Kurban dan Implikasi Sosialnya

834 kali dibaca

Kurban (Bahasa Arab: قربن, transliterasi: Qurban), yang berarti dekat atau mendekatkan atau disebut juga udhhiyah atau dhahiyyah, secara harfiah berarti hewan sembelihan. Sedangkan, ritual kurban adalah salah satu ibadah pemeluk agama Islam dengan melakukan penyembelihan binatang ternak untuk dipersembahkan kepada Allah.

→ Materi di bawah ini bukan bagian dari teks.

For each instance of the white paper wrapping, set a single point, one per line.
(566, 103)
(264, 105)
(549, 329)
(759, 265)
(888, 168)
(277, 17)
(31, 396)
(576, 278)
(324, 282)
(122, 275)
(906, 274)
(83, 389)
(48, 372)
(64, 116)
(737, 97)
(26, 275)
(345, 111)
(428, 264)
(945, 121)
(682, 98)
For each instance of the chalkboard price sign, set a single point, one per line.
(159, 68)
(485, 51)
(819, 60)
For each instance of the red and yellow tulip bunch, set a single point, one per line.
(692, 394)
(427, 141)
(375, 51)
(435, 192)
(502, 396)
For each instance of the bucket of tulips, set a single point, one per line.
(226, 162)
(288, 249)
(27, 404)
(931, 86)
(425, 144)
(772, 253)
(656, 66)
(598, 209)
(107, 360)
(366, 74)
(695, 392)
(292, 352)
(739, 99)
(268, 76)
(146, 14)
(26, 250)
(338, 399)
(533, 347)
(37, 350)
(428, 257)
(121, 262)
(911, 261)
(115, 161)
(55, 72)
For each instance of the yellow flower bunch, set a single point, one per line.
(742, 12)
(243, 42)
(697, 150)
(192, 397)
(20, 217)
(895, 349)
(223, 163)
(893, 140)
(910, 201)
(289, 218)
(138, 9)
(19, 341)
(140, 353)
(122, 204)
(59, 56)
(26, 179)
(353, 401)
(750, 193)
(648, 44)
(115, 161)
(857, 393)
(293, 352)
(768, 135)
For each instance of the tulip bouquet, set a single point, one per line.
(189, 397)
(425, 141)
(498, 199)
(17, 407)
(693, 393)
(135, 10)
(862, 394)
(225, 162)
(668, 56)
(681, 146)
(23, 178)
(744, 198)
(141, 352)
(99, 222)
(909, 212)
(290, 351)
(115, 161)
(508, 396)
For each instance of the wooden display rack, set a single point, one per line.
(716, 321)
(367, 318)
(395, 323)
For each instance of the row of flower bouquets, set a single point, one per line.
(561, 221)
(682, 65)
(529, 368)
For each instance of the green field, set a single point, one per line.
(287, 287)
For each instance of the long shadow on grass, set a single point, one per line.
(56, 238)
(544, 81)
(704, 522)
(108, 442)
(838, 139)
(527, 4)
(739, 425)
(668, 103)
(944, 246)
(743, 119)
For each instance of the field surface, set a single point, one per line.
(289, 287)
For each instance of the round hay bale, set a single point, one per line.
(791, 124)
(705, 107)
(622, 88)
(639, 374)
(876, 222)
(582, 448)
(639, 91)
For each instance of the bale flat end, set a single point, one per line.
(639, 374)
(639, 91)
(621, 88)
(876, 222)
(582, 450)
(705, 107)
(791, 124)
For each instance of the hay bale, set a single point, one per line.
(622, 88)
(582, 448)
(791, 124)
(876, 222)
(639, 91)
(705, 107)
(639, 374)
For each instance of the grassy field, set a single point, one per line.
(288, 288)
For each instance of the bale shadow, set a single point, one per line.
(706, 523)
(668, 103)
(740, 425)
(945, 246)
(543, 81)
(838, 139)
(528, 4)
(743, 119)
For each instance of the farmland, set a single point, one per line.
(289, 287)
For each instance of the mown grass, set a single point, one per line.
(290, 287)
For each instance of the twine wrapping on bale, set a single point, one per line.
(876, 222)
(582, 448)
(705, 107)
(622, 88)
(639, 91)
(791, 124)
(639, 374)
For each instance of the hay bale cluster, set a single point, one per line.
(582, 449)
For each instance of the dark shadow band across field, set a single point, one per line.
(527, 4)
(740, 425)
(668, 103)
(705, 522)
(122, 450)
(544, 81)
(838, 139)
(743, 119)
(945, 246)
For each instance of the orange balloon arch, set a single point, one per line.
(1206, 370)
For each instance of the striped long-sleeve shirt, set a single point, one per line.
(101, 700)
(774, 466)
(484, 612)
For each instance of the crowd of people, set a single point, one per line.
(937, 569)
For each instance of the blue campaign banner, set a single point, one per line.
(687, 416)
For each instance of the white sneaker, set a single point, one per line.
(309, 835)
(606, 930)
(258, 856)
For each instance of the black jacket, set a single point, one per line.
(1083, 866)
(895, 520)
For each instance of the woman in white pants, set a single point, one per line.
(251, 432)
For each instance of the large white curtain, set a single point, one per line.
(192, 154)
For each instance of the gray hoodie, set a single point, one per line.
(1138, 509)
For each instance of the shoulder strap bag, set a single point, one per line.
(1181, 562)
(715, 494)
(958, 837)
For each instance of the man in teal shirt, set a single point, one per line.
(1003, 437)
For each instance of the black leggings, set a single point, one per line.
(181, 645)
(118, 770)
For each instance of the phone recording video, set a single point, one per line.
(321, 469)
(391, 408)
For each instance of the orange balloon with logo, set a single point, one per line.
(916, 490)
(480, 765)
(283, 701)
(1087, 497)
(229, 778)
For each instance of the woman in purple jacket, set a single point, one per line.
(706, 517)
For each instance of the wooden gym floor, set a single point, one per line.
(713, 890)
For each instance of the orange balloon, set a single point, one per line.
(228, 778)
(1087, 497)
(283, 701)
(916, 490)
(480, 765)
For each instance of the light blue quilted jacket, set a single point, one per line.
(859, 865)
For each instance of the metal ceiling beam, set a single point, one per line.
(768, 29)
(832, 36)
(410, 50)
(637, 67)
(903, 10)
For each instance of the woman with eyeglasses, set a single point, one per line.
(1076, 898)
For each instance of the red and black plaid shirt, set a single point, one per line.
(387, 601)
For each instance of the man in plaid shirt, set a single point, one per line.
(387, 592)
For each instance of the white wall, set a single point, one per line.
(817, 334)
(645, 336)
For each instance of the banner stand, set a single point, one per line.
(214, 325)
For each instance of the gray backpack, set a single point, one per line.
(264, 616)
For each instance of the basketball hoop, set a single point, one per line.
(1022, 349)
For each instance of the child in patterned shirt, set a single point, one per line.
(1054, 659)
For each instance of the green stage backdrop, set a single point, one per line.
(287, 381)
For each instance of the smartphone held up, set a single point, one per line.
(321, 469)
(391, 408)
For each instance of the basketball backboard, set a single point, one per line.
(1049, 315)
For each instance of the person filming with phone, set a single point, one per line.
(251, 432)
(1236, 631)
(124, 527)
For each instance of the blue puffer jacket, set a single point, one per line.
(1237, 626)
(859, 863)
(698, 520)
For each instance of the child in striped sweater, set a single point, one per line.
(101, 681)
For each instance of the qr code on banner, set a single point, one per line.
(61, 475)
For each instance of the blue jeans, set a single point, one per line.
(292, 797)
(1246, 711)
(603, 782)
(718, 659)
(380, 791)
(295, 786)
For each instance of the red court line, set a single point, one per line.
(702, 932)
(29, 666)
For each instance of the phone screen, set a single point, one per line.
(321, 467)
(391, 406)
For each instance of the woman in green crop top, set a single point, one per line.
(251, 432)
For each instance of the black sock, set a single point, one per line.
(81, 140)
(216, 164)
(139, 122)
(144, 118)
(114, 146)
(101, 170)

Ritual kurban dilakukan pada bulan Dzulhijjah pada penanggalan Islam, yakni pada tanggal 10 (hari nahar) dan 11,12, dan 13 (hari tasyrik) bertepatan dengan Hari Raya Idul Adha (wikipedia). Hari Raya yang dirayakan setiap tanggal 10 Dzulhijjah oleh seluruh umat Islam, juga biasa disebut sebagai Idul Qurban, merupakan salah satu dari dua hari raya, selain Hari Raya Idul Fitri setiap 1 Syawal tahun Hijriyah.

Advertisements

Di samping sebagai bagian dari ritual peribadatan umat Islam, di dalam pelaksanaan ibadah kurban (berkurban bagi yang mampu), terdapat nilai-nilai sosial yang dapat dijadikan rujukan hikmah kehidupan. Ketika seseorang berkurban, maka daging kurban tersebut dapat dijadikan wasilah (perantara) untuk membangun relasi sosial dalam berkehidupan. Di samping itu, berkurban juga merupakan bentuk pengakuan seorang hamba terhadap keagungan Tuhan.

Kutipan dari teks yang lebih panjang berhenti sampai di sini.